それに蜂蜜酒、ちょっと悪酔いしちゃうのは難だけど、美味しいんだよね! デスビー! 顔は怖いけど、見つけたら討伐しよう!
「薬草は、中級が多いけど……上級も少しはある!」
オークダンジョンに行くなら、いっぱい回復薬も作っておかなきゃね。それに、ギルドマスターが絶対に納品して欲しがりそうなんだもの。
見張りに機械兵と機械騎士を出して貰って、薬草採取!
「本来なら、脳内地図で確認しながら採取するのだぞ」
白猫って、時々、ウザい。神様の時の癖なのかも。でも、見た目が可愛い中猫ちゃんだから許せる。
トレントの群れと足を止めたらやってくる魔物を討伐して、ルシウスとジャスが森の中にやってきた。

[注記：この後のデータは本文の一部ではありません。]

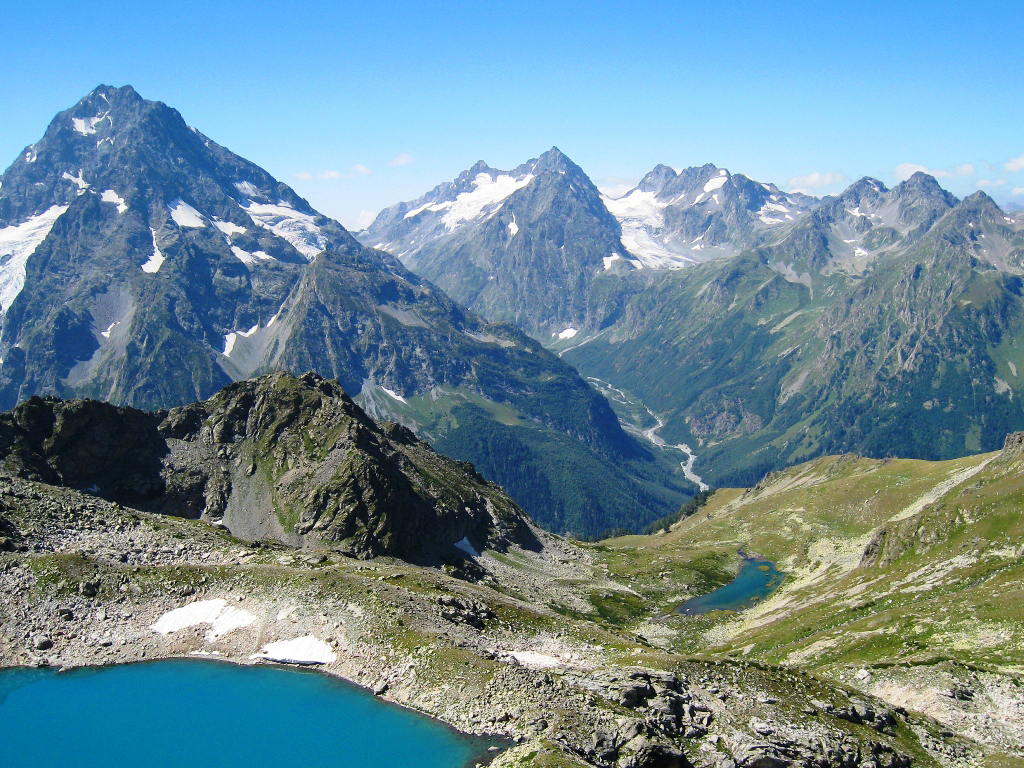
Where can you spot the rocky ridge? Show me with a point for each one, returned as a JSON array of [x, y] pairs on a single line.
[[535, 246]]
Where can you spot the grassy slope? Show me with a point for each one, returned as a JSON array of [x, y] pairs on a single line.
[[903, 567]]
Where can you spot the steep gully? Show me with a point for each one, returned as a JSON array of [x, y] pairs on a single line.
[[650, 434]]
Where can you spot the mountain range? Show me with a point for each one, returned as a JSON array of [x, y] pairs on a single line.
[[146, 265], [764, 328]]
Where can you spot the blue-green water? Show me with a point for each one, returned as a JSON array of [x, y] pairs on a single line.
[[756, 580], [198, 714]]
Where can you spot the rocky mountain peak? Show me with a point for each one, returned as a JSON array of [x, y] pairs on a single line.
[[657, 178]]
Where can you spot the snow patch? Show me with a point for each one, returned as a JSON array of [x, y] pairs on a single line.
[[229, 227], [308, 649], [157, 260], [716, 182], [87, 126], [250, 259], [222, 619], [535, 660], [17, 243], [79, 181], [487, 194], [393, 395], [110, 196], [297, 228], [247, 188], [184, 215], [230, 338], [465, 545]]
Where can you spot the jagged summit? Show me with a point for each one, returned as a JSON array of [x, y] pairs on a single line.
[[528, 246], [675, 218], [143, 264]]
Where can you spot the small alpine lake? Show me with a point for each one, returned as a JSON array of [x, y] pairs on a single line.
[[757, 579], [201, 713]]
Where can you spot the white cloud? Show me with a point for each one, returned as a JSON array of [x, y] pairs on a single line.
[[905, 170], [815, 180]]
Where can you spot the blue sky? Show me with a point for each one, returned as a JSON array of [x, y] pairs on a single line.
[[360, 105]]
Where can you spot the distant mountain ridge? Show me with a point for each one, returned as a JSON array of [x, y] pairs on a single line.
[[146, 265], [673, 219], [886, 323]]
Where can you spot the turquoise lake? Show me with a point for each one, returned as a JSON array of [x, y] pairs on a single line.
[[197, 714], [756, 580]]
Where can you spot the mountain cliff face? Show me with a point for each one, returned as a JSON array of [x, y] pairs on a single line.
[[145, 265], [888, 323], [274, 458], [535, 246]]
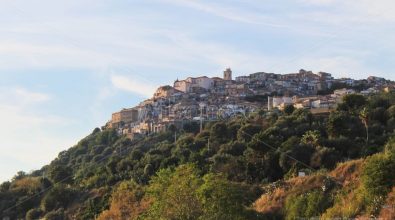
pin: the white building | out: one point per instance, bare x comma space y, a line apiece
188, 84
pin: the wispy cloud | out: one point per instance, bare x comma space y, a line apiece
28, 137
132, 85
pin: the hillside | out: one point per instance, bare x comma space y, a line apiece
238, 168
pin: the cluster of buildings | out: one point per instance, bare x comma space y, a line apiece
205, 98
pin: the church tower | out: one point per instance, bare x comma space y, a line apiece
228, 74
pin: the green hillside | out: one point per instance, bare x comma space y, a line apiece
243, 168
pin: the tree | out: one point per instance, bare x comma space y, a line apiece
221, 199
352, 103
246, 132
175, 194
60, 174
311, 138
58, 197
127, 202
289, 109
364, 116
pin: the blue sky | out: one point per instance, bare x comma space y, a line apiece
65, 66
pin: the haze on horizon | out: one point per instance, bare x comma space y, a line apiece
66, 65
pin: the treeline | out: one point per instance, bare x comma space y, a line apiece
188, 174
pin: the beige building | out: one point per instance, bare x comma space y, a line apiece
165, 92
228, 74
124, 116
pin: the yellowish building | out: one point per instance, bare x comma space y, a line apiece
124, 116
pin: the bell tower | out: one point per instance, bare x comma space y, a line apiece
228, 74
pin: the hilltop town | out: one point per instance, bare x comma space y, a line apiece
205, 99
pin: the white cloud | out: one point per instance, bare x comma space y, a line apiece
132, 85
28, 138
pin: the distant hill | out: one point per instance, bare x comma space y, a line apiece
267, 165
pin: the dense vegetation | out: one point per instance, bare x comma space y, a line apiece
220, 172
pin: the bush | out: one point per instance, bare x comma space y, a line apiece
307, 205
378, 177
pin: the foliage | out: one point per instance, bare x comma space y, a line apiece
105, 170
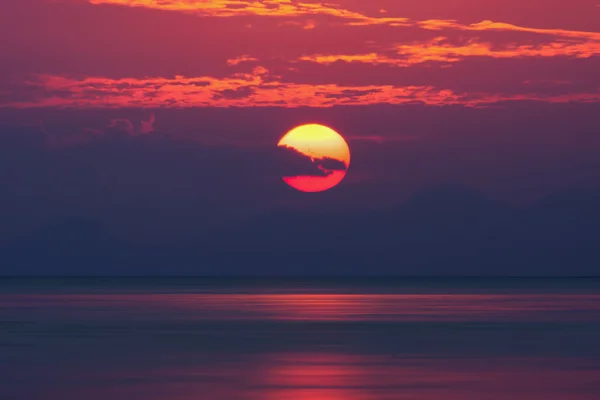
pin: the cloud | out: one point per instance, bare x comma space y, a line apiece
250, 90
263, 8
291, 162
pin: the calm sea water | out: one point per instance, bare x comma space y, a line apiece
211, 339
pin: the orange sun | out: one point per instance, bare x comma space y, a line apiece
320, 144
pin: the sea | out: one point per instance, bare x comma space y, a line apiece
299, 338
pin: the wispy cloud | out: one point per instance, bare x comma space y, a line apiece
251, 90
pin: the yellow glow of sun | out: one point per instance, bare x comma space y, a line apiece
317, 142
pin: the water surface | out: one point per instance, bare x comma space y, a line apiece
225, 339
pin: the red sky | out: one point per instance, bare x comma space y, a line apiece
284, 53
157, 116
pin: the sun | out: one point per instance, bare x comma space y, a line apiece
326, 149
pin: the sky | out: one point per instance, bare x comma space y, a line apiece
159, 118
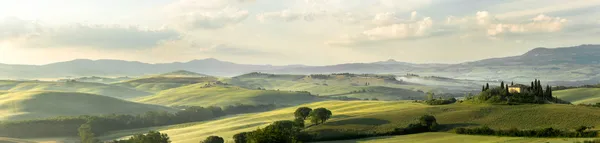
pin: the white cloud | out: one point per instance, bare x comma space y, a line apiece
206, 14
396, 31
538, 24
34, 35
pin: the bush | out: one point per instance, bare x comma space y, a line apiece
546, 132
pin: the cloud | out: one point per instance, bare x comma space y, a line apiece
206, 14
34, 35
389, 29
538, 24
228, 49
212, 20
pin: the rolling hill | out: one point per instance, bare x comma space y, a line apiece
380, 116
83, 87
579, 95
383, 87
44, 104
166, 81
203, 94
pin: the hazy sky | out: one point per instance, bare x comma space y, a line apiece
312, 32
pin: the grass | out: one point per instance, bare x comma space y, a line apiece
384, 116
159, 83
83, 87
44, 104
200, 95
438, 137
335, 86
579, 95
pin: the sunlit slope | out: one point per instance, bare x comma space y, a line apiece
357, 86
43, 104
381, 116
227, 127
164, 82
579, 95
83, 87
455, 138
222, 95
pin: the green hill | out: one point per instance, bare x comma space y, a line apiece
223, 95
382, 87
579, 95
159, 83
455, 138
382, 116
44, 104
83, 87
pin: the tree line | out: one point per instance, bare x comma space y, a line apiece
68, 126
545, 132
535, 94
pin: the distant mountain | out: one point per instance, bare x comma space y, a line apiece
183, 73
556, 64
582, 55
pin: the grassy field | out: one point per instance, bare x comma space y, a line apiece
83, 87
163, 82
222, 95
579, 95
440, 137
44, 104
336, 85
382, 116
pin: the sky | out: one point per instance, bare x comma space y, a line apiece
281, 32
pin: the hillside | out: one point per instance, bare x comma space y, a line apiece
83, 87
44, 104
223, 95
455, 138
379, 116
163, 82
383, 87
579, 95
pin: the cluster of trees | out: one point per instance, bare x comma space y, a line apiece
425, 123
150, 137
535, 94
546, 132
68, 126
431, 100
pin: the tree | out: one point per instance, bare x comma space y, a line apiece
320, 115
428, 121
302, 113
150, 137
240, 137
213, 139
86, 134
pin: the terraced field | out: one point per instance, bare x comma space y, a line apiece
43, 104
381, 116
220, 95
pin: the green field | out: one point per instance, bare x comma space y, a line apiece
223, 95
382, 116
579, 95
159, 83
83, 87
439, 137
44, 104
336, 85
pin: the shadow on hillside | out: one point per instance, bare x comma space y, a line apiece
359, 121
448, 127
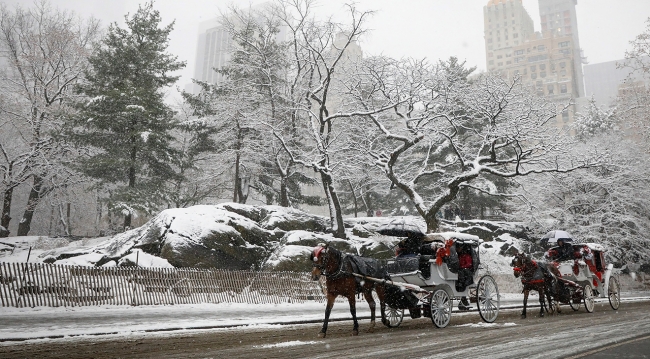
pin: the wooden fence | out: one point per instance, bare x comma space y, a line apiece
38, 284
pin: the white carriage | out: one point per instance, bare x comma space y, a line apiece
588, 269
427, 284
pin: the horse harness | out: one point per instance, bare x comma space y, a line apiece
339, 273
531, 274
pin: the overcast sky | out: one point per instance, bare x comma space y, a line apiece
435, 29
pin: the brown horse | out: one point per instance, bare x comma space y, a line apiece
337, 269
534, 276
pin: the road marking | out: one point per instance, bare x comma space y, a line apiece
582, 355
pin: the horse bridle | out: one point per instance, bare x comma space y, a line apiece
323, 266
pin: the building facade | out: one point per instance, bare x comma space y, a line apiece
507, 24
549, 62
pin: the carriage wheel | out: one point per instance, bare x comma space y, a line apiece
487, 298
614, 293
588, 297
393, 316
440, 308
574, 304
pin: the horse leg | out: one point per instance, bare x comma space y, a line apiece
353, 311
549, 300
382, 304
542, 306
367, 293
523, 313
328, 310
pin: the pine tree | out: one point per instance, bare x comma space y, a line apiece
124, 119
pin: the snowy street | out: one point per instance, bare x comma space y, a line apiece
136, 333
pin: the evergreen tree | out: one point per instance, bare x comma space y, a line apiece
124, 119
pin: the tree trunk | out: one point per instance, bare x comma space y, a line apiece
34, 197
336, 215
6, 210
129, 216
236, 191
354, 197
284, 193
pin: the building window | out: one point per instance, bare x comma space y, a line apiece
565, 116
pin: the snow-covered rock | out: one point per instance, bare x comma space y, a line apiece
237, 236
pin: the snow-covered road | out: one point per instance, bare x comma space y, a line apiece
19, 324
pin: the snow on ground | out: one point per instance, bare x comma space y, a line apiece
47, 323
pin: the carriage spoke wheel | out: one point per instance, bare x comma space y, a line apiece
588, 297
440, 308
574, 303
613, 291
487, 299
393, 316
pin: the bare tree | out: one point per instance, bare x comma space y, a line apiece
450, 132
45, 52
322, 51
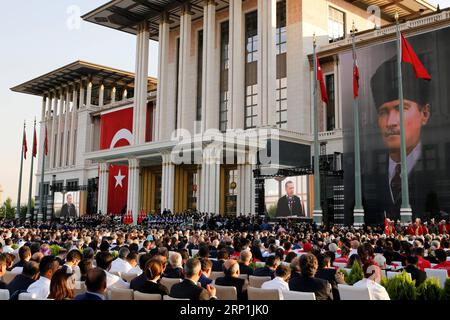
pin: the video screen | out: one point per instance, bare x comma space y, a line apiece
67, 205
286, 197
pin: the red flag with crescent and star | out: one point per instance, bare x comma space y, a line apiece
116, 131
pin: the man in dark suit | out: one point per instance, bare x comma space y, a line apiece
188, 289
416, 274
68, 210
231, 279
289, 204
95, 285
21, 282
307, 282
417, 112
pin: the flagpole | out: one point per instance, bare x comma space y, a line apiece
317, 213
405, 211
358, 211
20, 176
41, 212
29, 213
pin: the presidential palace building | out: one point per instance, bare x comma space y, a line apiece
234, 88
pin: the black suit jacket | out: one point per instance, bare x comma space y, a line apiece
283, 207
320, 287
188, 290
238, 283
416, 274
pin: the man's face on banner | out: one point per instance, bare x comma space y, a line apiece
290, 189
389, 123
69, 199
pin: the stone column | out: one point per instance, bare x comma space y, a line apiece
133, 188
162, 124
103, 188
140, 83
236, 76
267, 23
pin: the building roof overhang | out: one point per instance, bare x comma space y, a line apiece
74, 72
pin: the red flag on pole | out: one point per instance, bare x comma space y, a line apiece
34, 143
323, 89
409, 56
24, 144
45, 141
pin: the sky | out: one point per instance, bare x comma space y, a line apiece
39, 36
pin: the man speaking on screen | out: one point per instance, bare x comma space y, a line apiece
289, 204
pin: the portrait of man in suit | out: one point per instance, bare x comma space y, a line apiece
68, 210
289, 204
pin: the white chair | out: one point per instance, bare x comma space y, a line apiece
256, 282
263, 294
146, 296
340, 265
120, 294
226, 293
129, 276
439, 274
28, 296
296, 295
347, 292
4, 294
216, 274
170, 298
168, 282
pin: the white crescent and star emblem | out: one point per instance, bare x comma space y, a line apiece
119, 178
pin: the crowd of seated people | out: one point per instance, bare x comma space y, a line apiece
293, 256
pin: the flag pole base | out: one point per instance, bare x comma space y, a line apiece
405, 216
358, 217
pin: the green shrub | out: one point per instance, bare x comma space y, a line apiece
445, 293
400, 287
355, 275
429, 290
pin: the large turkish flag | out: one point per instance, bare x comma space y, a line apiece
116, 131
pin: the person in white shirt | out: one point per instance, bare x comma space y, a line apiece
41, 287
121, 264
280, 282
104, 261
372, 282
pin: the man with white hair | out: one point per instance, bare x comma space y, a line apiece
372, 279
175, 268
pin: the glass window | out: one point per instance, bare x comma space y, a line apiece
336, 24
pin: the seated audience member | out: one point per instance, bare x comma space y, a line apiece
41, 287
121, 264
3, 265
206, 272
269, 269
188, 289
96, 282
174, 270
141, 278
412, 268
222, 255
441, 257
153, 272
104, 261
307, 282
21, 282
244, 262
73, 258
372, 278
280, 282
61, 285
231, 278
24, 257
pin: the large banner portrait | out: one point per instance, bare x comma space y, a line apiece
427, 128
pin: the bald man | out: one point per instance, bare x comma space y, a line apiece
231, 279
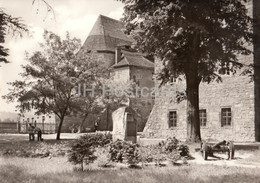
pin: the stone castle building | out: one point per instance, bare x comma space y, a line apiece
113, 47
46, 122
229, 110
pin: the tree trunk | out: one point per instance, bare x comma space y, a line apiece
192, 88
59, 128
82, 123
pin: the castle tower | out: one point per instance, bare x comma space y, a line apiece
105, 36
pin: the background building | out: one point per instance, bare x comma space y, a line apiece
229, 110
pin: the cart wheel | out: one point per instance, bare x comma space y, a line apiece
231, 150
205, 151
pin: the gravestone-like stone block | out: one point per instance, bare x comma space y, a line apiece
124, 124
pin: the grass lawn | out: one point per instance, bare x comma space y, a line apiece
59, 170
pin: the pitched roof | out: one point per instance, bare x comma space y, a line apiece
106, 34
133, 59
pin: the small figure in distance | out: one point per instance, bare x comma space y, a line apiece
39, 133
31, 132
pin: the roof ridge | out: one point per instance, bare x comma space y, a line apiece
100, 15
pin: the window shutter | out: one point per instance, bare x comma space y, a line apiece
168, 116
220, 117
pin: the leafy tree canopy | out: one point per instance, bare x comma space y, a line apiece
194, 38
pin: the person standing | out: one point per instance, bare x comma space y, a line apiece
39, 133
31, 132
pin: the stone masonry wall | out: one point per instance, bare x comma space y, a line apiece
236, 92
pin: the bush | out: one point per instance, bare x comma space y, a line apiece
82, 150
171, 150
124, 151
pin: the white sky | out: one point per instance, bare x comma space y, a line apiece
75, 16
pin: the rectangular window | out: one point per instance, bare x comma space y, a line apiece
203, 117
172, 119
226, 117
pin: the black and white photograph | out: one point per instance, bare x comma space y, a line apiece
129, 91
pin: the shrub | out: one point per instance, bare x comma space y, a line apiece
171, 150
124, 151
82, 150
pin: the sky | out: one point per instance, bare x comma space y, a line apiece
75, 16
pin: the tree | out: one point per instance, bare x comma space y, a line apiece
198, 39
51, 75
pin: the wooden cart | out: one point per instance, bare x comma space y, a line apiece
223, 146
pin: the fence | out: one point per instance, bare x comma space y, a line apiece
45, 127
9, 127
17, 127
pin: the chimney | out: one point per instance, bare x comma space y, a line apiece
117, 54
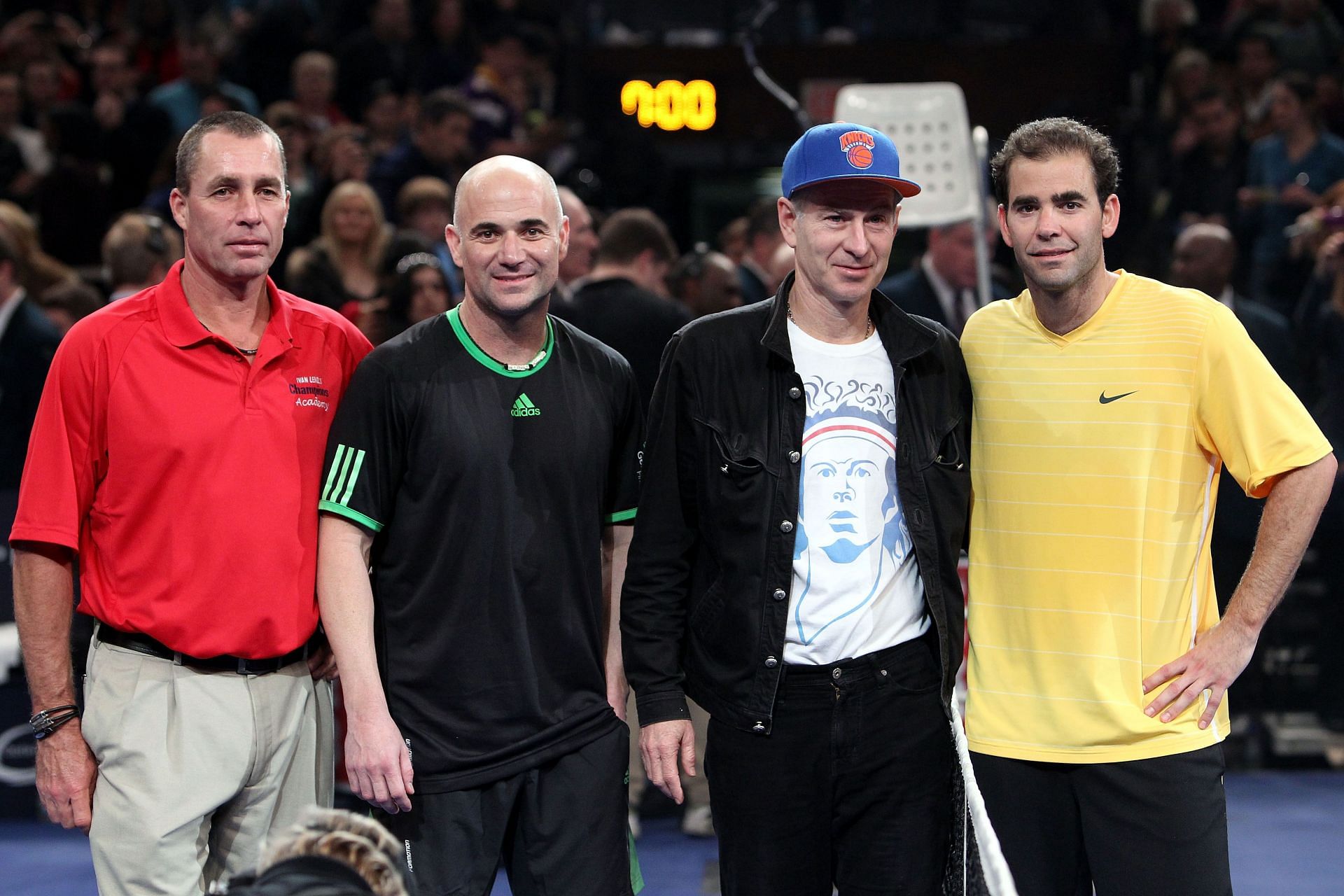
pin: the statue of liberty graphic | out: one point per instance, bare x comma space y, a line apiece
851, 535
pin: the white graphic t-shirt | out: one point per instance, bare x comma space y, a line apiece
857, 586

「デスビーからは、ロイヤルゼリーと蜂蜜酒がドロップするんだ!」
勿論、殆どは蜂蜜だったけど、ロイヤルゼリーの大瓶と蜂蜜酒は嬉しい!
「おお、それは良いな!」
ジャスは酒がドロップするなら、じゃんじゃん倒せと言っているけど、この階にはもういないみたい。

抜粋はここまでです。